Now this isn’t going to disrupt every industry, but now that the context and the grammar and the sentence structure is something that AI can do, we’re going to be seeing this get more and more mature as it builds in more information now from my point of view, as somebody who’s authored a few books, copy editors are in trouble now because this thing was flawless from a grammatical and copy editor, point of view and again, it generated this thing in less than a second. But when it comes to drawing connections between different topics or, say, diving into demography, all it knew was to say the word demography. And all it did was to say the word trade and protectionism. It doesn’t have a deeper understanding of what those mean in a broader context. We’re in a human context. So at the pace we’re going, my job is still good for probably the rest of my professional career. But for folks who are dealing with low value added white collar work or even mid value, where the strength is not the cross context and the cross disciplinary experience, but simply running the numbers. And I’m thinking here about basic accountants. This is a pretty problematic innovation for you. So the trick will be for folks who are a little lower on the value added totem pole to figure out how to use this technology themselves to leverage themselves among their peers. Using this, I probably could put together too much of a framework, but most people are not in my field. And in terms of teaching someone English, oh my God, what a great tool. So is it the end of the world for all of us? No. Are the machines rising up? Know clearly the value add in this system is still relatively limited, but it does have the capacity to form complete sentences in paragraphs and thoughts now, and as it gets better, it’ll start hanging ornaments on those in a way that we’ve already start to challenge those low and mid-level white collar jobs.
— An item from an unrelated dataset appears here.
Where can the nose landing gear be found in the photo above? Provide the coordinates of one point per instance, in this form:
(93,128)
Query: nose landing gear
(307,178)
Now, the way the economy is evolving globally anyway, we’re going into a system where there’s more breakup. And as capital costs get higher because of the retirement of the baby boomers, we are seeing different industries suffering benefit in different ways. So for the tech industry, for example, having really, really cheap capital, a lot of people in their twenties and thirties is the lifeblood, and that’s not the world we’re in. And so we’ve seen significant layoffs. If they can’t maintain their output without inputs that are of lower cost. But as the world of globalized manufacturing is moving around and countries like the United States that still want stuff are going to have to build it themselves. Well, higher capital costs aren’t great for that. But if you are building something real in an environment of shortage, it’s relatively easy to get capital in even workers. What we’re seeing now is kind of the revenge of the real, as you will, as intangible goods no longer have the demographic and economic and capital situations that they need to thrive. But if you want to build industrial plant to build a real physical product, all of a sudden in relative terms, it’s gotten a lot easier because the Googles and the Facebooks of the world are not sucking all the oxygen out of the room and all the capital out of the markets. It’s part of the transformation.

Where Chat GPT is going to push in the opposite direction of a lot of those trends, which means that all those white collar workers who have done really, really well in the last 20 years suddenly have some competition. At the same time, that base inputs, capital and labor for their industry are starting to dry up somewhat. It’s a real reorientation, and if you’re in the bottom half of the income scale, you’re more likely to be blue collar.

You have a really, really good decade ahead of you. Okay, that’s it for me. I’ll see you guys later.